TRUE DETECTIVE PASSO EM FALSO



Na década de 80 havia um carro de que gostava muito, o Lancia Delta. Era um carro agressivo, de linhas austeras e, em algumas versões, era uma bomba, um animal selvagem. No início da década de 90 a Lancia decidiu que era altura de renovar a gama Delta e lançou um carro com um visual bem diferente. Lembro-me da minha revolta e de comentar com um amigo «deviam ter-lhe chamado outra coisa qualquer. Isto não é um Delta». 


Hoje, sem a revolta mas com a mesma dose de desilusão, digo o mesmo do segundo tomo de True Detective: não se devia chamar True Detective. Devia chamar-se TO LIVE AND DIE IN VINCI ou THE VINCI CONNECTION ou simplesmente VINCI. E eu sei, é injusto comparar as duas temporadas de True Detective e é ainda mais injusto avaliar esta última à lupa da primeira. Mas a vida é mesmo assim e ninguém no mundo consegue travar as suas expectativas. E também por isso a segunda temporada de True Detective não se devia chamar True Detective.

Pronto, resolvidos que estamos com esta questão dos nomes das coisas, passemos à série propriamente dita (e se ainda não a viram, esta é a altura de pararem de ler ou vão ficar muito irritados comigo).

Quase tudo nesta série é bom que se farta.
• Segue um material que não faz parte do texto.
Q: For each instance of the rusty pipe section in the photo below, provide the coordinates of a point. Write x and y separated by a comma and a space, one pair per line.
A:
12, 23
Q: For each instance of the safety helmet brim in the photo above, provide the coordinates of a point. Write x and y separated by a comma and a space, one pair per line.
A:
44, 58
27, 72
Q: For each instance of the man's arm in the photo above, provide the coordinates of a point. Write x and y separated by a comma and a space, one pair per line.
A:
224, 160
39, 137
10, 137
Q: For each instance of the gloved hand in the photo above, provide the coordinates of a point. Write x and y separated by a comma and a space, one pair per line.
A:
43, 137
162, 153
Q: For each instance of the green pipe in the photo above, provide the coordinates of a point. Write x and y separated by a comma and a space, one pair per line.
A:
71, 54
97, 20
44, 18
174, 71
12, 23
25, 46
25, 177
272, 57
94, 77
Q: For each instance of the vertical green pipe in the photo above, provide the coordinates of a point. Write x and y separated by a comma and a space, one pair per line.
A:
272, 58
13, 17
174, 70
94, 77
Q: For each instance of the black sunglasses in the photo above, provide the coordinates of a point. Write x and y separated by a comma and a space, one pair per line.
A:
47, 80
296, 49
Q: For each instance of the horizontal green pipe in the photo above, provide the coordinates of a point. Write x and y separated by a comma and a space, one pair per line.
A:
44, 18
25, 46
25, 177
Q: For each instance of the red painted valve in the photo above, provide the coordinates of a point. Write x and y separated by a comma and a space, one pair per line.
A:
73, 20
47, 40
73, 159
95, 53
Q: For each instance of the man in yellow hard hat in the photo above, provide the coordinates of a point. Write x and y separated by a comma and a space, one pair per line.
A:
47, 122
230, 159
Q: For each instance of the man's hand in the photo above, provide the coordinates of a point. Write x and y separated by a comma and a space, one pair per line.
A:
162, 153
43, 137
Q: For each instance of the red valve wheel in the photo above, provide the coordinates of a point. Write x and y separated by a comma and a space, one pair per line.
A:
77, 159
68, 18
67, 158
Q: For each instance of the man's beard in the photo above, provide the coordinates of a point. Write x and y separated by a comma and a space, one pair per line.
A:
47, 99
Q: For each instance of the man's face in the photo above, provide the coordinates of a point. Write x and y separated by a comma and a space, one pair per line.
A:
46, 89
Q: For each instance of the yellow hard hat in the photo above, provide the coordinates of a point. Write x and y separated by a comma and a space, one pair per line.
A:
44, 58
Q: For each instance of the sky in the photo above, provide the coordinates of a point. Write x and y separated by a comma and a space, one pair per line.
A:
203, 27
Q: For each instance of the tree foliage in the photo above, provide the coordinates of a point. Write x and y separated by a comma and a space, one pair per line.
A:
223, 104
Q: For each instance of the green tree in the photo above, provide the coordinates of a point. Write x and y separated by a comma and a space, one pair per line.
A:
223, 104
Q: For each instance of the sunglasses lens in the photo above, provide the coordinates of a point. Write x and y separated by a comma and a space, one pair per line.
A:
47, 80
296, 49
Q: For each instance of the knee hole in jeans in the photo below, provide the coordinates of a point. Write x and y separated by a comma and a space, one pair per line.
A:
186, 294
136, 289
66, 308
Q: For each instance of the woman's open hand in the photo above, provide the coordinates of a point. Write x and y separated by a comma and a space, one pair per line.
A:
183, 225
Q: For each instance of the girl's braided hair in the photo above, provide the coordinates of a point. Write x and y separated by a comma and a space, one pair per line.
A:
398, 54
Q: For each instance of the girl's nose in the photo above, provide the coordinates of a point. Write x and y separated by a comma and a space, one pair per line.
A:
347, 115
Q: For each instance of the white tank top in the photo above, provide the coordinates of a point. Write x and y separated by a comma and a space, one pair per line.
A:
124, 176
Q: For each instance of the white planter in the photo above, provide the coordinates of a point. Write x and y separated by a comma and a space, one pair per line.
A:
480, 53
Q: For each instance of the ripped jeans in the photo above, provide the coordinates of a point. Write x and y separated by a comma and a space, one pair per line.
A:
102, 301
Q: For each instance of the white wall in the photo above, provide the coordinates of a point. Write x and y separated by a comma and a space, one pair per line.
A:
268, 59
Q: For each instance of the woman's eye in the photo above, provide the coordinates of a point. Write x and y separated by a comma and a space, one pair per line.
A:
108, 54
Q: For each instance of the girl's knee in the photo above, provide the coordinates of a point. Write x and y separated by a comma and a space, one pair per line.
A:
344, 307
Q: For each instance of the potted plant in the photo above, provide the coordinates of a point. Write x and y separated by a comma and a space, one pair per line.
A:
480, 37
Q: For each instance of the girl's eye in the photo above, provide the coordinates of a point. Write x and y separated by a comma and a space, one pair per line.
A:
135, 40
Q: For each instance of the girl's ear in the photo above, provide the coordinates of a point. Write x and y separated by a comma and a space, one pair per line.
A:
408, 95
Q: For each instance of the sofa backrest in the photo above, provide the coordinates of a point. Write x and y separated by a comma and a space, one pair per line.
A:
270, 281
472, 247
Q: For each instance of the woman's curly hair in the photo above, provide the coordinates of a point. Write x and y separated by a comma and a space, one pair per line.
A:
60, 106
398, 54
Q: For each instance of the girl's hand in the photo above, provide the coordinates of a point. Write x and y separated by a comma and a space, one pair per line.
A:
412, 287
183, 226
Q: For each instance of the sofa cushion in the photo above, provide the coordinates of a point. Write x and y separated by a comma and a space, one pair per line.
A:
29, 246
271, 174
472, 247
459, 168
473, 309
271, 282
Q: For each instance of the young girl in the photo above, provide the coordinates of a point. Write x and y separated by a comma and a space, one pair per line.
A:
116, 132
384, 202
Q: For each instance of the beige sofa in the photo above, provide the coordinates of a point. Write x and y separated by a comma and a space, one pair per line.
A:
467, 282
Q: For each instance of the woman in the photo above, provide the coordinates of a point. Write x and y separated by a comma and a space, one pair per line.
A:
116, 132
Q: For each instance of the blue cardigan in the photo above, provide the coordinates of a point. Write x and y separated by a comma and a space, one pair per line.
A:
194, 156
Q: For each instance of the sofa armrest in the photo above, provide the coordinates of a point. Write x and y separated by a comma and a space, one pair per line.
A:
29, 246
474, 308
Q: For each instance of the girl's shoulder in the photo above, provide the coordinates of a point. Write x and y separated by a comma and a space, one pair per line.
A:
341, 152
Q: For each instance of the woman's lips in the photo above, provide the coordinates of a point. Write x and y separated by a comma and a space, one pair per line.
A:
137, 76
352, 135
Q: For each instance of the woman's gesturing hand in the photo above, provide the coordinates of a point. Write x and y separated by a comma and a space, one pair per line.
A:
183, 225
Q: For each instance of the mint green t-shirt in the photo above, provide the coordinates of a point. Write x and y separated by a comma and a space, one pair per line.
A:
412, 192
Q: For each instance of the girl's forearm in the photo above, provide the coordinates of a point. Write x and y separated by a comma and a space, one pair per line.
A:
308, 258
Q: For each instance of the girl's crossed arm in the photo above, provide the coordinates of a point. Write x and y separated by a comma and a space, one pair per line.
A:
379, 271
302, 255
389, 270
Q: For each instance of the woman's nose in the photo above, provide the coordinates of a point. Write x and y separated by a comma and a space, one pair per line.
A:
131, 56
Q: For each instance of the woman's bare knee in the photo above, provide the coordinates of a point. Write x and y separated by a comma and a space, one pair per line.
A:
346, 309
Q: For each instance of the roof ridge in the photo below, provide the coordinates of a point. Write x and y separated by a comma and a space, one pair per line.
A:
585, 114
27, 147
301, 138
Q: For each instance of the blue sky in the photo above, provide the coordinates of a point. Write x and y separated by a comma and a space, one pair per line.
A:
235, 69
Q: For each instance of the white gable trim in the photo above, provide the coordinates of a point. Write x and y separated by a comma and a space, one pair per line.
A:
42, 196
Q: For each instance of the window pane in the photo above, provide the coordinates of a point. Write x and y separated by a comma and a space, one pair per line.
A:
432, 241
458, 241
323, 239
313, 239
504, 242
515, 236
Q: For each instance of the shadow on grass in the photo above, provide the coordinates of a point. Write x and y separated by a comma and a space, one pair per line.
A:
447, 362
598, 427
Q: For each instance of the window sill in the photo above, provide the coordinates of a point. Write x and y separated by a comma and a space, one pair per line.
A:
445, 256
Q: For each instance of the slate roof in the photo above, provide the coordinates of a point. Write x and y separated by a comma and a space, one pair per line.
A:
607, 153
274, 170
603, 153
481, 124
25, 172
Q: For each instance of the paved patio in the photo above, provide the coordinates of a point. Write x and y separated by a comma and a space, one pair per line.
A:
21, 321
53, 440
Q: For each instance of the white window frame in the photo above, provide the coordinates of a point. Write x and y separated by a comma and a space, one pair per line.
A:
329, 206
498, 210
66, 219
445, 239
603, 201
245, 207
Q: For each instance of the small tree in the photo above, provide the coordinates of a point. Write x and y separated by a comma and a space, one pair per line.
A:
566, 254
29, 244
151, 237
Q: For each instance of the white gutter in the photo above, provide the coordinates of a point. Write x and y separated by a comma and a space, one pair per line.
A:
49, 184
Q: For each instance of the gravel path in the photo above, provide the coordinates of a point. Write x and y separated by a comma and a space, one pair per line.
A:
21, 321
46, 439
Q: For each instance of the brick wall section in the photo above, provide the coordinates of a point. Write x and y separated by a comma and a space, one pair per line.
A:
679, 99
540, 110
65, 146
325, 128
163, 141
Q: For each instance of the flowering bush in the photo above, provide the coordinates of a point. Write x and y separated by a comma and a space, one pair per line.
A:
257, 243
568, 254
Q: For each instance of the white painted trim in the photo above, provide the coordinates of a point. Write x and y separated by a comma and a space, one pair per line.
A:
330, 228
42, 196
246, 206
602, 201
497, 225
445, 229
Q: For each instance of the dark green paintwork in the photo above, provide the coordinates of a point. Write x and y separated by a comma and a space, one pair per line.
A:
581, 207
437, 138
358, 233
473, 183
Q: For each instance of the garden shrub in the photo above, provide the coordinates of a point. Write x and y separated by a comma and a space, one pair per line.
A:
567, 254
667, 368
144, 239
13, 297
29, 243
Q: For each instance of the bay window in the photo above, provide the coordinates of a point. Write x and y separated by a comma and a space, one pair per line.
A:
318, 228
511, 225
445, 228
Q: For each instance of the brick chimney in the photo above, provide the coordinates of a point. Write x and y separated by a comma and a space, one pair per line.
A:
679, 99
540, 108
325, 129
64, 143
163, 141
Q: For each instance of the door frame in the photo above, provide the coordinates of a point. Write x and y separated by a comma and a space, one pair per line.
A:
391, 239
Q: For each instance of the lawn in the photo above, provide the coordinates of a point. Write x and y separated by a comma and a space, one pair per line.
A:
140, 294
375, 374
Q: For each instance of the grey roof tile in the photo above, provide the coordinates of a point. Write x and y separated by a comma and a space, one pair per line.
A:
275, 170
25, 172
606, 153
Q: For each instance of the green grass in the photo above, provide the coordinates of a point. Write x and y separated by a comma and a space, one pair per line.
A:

Os actores estão muito bem, tudo é muito bem filmado e a banda sonora – mais um trabalho de mestre de T. Bone Burnett – é assombrosa e inquietante. E é aqui que começam os problemas, porque a banda sonora é, na verdade, a única coisa inquietante em toda a série. Tudo o resto é de uma banalidade surpreendente, visto e revisto em centenas de filmes e de outras séries que se dedicam a tratar de um assunto, pelos vistos, tão caro aos americanos: os círculos de poder / corrupção / crime organizado / festas secretas com putas de luxo tudo muito bem embrulhado num crime antigo que ficou por resolver e que está (disfarçadamente) no centro de toda a acção e pincelado com personagens que têm mais esqueletos no armário que uma lata tem feijões.

Ou seja, True Detective 2 (chamemos-lhe assim para facilitar) falha estrondosamente onde o seu parente mais velho tinha surpreendido um mundo inteiro: no argumento e na forma como ele é contado. E já se sabe, é o binómio história / realização que torna um objecto destes em algo extremamente viciante e de que apetece falar e teorizar. As teorias em torno de True Detective 1 surgiram porque a série se dedicava, com mestria, a atirar-nos areia para os olhos, nunca revelando a mão, deixando-nos a suspeitar até da nossa própria sombra.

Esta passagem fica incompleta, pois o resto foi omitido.